2. You want to take advantage of the excellent price of Windows XP Professional volume license at academic rates. But this is only available as an upgrade license so you need a low-cost operating system - and early operating systems are the cheapest.
Full operating systems are sold in two ways by Microsoft: as a retail product and as an OEM product. The cheapest option is the OEM product.
What is OEM?
OEM means Original Equipment Manufacture. OEM products are meant for the trade.
Although the OEM version does not have the attractive packaging you get with the retail box version (the one you buy in shops), it contains the same software. And it is cheaper.
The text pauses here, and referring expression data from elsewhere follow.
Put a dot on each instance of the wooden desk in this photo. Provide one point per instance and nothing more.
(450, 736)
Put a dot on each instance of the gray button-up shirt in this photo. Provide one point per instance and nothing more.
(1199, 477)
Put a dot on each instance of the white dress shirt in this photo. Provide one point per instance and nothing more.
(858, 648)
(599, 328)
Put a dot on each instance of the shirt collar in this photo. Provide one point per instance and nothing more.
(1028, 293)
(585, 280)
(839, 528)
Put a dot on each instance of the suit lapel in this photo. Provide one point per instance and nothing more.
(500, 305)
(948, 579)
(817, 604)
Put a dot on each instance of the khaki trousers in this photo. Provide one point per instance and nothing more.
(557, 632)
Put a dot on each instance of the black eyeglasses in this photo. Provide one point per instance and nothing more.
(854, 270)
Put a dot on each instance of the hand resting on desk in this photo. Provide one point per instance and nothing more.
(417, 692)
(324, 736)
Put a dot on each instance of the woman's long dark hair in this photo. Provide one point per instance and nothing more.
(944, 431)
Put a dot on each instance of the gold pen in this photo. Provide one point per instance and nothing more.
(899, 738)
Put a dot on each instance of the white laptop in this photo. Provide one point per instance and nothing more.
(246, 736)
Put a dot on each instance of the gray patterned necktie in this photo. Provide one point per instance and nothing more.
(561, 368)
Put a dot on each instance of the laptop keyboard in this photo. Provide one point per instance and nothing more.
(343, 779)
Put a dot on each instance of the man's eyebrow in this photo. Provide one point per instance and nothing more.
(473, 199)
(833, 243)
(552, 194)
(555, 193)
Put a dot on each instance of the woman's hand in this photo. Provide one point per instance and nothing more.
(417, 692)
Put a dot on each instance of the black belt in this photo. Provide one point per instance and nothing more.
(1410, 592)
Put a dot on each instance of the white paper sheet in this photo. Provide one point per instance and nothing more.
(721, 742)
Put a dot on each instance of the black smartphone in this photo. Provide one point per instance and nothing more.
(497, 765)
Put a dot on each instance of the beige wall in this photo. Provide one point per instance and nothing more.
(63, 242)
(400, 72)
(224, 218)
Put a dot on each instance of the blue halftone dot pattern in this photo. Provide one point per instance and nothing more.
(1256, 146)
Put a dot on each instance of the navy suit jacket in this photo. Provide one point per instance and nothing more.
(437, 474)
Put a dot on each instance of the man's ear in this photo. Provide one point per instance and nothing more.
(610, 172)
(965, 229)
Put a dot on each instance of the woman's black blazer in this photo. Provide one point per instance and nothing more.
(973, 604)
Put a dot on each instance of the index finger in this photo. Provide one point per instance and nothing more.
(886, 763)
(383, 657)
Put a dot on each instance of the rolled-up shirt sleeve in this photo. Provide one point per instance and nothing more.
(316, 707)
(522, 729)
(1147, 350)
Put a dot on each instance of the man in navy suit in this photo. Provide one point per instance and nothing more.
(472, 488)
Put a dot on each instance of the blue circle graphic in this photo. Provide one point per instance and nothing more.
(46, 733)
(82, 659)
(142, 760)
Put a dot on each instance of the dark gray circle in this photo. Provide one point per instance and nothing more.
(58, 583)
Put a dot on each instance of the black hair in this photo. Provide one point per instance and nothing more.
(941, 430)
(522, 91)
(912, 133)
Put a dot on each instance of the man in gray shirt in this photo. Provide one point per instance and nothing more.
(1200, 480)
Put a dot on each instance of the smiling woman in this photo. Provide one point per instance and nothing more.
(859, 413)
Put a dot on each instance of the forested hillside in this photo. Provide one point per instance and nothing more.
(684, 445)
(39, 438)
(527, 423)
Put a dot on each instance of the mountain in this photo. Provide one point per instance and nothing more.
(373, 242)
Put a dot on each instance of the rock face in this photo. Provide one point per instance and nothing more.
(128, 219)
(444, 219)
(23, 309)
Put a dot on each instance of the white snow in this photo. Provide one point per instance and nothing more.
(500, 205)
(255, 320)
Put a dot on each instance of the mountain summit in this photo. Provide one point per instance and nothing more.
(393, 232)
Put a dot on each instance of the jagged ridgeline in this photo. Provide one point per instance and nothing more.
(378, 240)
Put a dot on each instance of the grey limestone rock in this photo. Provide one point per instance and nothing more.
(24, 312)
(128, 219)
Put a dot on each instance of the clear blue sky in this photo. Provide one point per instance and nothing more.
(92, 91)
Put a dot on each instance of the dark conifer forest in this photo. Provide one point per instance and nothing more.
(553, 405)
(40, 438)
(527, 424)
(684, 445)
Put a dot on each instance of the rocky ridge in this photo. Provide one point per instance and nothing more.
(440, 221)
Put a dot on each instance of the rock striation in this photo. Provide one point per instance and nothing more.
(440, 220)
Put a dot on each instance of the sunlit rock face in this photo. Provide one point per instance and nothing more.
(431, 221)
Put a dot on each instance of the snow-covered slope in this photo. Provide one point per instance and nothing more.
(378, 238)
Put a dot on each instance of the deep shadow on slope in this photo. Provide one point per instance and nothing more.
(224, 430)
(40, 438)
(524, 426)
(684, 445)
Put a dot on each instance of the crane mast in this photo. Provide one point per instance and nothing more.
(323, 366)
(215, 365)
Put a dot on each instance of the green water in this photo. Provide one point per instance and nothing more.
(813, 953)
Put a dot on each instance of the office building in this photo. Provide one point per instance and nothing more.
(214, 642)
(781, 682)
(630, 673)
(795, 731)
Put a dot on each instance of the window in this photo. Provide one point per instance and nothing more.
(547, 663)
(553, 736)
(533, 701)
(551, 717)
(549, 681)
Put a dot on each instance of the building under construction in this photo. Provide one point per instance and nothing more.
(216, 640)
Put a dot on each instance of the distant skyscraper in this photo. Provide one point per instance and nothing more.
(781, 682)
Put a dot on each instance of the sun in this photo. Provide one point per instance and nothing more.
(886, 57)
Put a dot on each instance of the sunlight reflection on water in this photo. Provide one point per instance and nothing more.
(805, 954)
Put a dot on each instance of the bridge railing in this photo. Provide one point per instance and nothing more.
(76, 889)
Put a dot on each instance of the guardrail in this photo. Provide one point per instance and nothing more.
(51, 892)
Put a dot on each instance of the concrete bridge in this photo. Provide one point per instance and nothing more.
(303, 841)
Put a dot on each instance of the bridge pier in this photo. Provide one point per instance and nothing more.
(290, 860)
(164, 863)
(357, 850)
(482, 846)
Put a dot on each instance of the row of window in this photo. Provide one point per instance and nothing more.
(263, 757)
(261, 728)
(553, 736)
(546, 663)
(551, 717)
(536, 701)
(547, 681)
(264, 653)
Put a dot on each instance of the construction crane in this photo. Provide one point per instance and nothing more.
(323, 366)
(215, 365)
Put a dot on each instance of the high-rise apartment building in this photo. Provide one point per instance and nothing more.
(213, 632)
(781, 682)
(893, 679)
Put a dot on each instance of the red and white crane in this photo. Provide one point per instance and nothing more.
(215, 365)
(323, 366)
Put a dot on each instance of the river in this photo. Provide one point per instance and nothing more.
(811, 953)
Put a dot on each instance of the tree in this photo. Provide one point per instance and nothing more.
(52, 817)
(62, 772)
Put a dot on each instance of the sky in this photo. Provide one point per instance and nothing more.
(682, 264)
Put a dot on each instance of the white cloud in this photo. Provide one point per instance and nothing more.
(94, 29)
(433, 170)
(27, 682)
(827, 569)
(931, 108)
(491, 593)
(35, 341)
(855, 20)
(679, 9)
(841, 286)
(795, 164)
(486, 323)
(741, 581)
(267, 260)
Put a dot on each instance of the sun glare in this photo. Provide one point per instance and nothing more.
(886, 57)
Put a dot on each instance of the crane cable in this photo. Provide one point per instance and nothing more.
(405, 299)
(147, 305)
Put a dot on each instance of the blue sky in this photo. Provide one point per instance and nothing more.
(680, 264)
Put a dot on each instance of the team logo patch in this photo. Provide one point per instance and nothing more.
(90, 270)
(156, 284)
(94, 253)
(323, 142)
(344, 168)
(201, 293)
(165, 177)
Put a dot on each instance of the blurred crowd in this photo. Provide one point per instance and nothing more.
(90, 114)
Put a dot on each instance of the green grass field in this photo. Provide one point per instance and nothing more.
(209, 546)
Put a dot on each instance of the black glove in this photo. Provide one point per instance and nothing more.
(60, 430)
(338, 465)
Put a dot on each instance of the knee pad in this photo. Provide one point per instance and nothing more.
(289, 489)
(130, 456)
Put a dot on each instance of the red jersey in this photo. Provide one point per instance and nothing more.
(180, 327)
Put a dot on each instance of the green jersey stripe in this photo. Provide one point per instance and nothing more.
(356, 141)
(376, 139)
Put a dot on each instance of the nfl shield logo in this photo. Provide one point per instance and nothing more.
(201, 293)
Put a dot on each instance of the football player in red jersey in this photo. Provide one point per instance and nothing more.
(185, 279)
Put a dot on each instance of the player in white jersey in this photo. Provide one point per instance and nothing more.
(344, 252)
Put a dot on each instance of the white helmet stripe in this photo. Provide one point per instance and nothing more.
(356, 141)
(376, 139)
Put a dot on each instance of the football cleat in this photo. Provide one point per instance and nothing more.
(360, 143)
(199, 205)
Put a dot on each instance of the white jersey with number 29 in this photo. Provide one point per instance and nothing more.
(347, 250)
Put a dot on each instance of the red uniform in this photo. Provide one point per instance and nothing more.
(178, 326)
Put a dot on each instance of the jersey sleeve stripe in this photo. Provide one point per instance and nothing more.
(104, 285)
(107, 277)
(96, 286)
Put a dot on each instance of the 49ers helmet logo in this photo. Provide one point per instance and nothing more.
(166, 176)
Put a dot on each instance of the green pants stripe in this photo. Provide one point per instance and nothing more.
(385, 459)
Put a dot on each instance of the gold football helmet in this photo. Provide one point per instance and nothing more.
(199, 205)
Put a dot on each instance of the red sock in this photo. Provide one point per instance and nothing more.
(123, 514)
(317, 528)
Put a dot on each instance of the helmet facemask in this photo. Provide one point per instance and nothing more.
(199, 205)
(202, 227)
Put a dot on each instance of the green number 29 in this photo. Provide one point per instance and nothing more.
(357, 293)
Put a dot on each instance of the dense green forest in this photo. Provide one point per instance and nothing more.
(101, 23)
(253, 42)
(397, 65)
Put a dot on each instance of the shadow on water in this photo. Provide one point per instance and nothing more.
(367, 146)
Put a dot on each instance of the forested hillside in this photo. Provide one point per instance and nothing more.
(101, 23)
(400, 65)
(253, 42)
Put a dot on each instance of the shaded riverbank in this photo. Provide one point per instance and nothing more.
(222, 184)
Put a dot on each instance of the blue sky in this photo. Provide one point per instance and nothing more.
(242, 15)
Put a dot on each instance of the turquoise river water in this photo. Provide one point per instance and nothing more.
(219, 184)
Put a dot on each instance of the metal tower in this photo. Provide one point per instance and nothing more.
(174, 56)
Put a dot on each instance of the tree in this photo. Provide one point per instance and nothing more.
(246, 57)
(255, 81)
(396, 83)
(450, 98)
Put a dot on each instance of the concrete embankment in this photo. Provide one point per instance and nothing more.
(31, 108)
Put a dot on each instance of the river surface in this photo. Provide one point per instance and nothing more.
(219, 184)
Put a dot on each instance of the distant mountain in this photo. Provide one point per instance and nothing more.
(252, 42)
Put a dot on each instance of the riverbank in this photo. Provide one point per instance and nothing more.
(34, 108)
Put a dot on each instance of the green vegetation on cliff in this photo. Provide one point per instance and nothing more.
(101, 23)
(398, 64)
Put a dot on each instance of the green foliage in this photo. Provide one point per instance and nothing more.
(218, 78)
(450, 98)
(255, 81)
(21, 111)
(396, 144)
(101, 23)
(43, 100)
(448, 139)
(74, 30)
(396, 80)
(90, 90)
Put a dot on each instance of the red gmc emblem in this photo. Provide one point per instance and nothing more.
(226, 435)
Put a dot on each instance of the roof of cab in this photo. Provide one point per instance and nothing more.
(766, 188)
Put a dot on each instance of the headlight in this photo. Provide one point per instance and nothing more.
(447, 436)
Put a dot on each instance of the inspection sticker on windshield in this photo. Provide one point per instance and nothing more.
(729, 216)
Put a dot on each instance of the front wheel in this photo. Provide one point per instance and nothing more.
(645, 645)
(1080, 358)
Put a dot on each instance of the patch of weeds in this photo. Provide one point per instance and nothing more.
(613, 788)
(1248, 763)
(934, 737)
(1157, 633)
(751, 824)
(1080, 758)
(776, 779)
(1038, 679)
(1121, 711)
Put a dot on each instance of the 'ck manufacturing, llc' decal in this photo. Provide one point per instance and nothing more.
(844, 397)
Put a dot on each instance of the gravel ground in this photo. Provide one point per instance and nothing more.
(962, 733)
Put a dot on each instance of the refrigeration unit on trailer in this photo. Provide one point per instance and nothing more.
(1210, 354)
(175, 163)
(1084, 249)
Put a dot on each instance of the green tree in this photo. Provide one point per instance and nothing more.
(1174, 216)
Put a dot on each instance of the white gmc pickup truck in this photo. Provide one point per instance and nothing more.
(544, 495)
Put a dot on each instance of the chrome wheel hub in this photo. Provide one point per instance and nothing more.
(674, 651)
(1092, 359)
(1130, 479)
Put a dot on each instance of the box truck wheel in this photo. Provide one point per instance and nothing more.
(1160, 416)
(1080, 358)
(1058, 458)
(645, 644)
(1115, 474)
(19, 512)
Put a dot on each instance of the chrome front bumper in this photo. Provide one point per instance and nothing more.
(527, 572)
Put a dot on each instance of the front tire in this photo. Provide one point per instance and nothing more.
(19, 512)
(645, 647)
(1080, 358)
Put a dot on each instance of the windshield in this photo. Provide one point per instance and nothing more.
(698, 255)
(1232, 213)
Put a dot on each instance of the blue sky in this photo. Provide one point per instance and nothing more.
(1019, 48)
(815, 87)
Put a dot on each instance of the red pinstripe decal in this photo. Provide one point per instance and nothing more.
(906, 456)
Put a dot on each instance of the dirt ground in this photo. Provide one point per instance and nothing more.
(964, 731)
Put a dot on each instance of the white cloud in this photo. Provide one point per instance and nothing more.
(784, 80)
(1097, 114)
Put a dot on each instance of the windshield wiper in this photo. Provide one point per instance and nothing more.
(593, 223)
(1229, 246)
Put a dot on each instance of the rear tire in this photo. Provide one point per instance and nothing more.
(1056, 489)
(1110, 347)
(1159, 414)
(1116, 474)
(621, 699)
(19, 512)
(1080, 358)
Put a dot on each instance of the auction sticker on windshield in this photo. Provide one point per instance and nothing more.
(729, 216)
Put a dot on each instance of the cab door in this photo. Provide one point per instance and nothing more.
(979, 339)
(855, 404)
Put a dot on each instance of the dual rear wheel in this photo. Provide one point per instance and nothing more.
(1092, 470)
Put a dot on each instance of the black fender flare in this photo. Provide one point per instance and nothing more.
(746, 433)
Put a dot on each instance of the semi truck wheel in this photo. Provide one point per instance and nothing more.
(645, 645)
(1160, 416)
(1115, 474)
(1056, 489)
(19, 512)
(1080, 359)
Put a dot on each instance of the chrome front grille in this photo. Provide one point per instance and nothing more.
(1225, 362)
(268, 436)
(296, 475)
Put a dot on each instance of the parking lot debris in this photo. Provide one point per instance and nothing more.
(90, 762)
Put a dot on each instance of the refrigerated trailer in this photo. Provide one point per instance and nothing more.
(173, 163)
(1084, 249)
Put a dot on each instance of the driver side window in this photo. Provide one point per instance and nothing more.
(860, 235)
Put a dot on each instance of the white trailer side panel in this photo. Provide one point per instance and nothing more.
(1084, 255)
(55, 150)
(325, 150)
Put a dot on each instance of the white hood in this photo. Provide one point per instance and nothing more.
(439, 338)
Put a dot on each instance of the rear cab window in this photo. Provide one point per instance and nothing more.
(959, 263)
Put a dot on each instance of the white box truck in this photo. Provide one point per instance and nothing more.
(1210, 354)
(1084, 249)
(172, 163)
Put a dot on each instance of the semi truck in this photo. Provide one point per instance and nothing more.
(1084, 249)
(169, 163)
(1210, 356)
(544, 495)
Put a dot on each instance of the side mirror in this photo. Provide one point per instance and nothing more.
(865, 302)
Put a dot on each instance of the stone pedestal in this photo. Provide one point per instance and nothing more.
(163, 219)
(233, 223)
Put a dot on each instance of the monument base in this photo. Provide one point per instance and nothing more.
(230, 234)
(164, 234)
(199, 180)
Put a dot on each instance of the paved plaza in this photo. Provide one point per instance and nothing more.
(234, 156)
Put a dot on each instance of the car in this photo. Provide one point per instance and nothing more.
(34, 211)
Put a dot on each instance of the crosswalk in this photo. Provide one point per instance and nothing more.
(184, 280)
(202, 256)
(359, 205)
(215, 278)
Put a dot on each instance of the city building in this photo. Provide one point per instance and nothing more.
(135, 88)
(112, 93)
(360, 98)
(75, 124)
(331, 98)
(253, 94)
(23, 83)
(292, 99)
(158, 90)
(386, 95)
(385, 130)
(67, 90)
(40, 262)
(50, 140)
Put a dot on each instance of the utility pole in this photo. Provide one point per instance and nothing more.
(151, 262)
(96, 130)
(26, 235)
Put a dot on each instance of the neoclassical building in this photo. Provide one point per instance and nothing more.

To meet Microsoft's OEM licensing requirements on OEM operating systems, we can only sell this to end users with a qualifying product. Usually the qualifying product is a brand new PC. However, Microsoft allows us to sell all OEM operating systems that are earlier than Windows XP with another qualifying product, a computer mouse. Which is just as well as it keeps the price down. The mouse is included in the price.
There is another important point about an OEM license. The OEM software licensing agreement binds the software to the PC it is installed on. For example, if you want to sell Windows 95 software at a later date (and it is OEM software), you have to sell it with the PC that it is installed it on. Or if you had Office 2003 Professional OEM, you would have to sell that with the computer it is installed on.
This is generally not the case with the retail or volume licensing agreements. It just applies to OEM software, all OEM software. There is one exception in volume license agreements and that is Windows XP Professional upgrade licenses - those are tied to the computer they are installed on.